The Diocese of Stockholm, founded in 1953, covers all of Sweden's territory, has more than 100,000 members and is one of Sweden's largest religious denominations. In 1998, the Catholic Church in Sweden got its first Swedish bishop since the Protestant Reformation, Anders Arborelius. The cathedral of the diocese is the Cathedral of Saint Eric, located in Södermalm in Stockholm. Its parish has about 8,500 members.

Catholic priests are educated in Uppsala, with academic studies offered by the Newman Institute (Uppsala). A part of the studies may be pursued at the Pontifical universities in Rome. The education typically lasts a total of seven years, covering studies in philosophy, theology, pastoral practical work, as well as spiritual and liturgical instruction.

In 1934, the official youth association of the diocese was founded, Sveriges Unga Katoliker.

The central administration of the diocese maintains offices in Södermalm, in the real estate that was acquired in 1857. Furthermore, a Catholic school was founded at Nytorget in Södermalm in 1795. In 1859, the school moved to the diocese offices. In 1967 it moved to Enskede.

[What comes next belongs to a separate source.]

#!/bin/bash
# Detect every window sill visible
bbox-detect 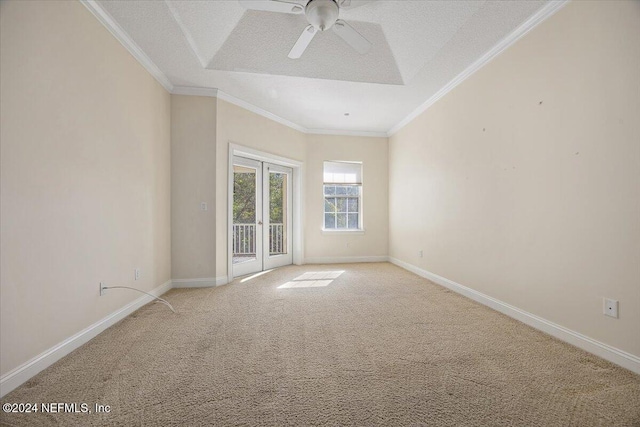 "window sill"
[321,228,364,235]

==Swedish saints and beatified==
- Saint Botvid, Swedish missionary, martyr of 12th century.
- Saint Bridget of Sweden (1303–1373), Founder of the Order of the Most Holy Saviour (Bridgettines).
  - Canonized: October 7, 1391 by Pope Boniface IX
- Saint Catherine of Vadstena (1331–1381), Professed Religious of the Order of the Most Holy Saviour (Bridgettines).
  - Canonized: 1484 by Pope Innocent VIII
- Saint Maria Elisabetta Hesselblad (1870–1957), Founder of the Bridgettine Sisters; Revived the Order.
  - Beatified: April 9, 2000 by Pope John Paul II
  - Canonized: June 5, 2016 by Pope Francis
- Saint Ingrid of Skänninge, Dominican Nun
- Servant of God Ellen Ammann (1870–1932), Married Layperson of the Archdiocese of Munich-Freising; Founder of the German Catholic Women's Association.
- Servant of God Maria Caterina Flanagan (1892–1941), Professed Religious of the Bridgettine Sisters.
- Servant of God Stanislaw Komar (1882–1942), Professed Religious of the Jesuits; Martyr
- Servant of God Wilfried Stinissen of Christ the King (1927–2013), Professed Priest of the Discalced Carmelites
Worth mentioning is also Eric IX of Sweden (Locally referred to as "Saint Eric"), who was martyred and is venerated as a local saint, though never officially canonized by The Holy See.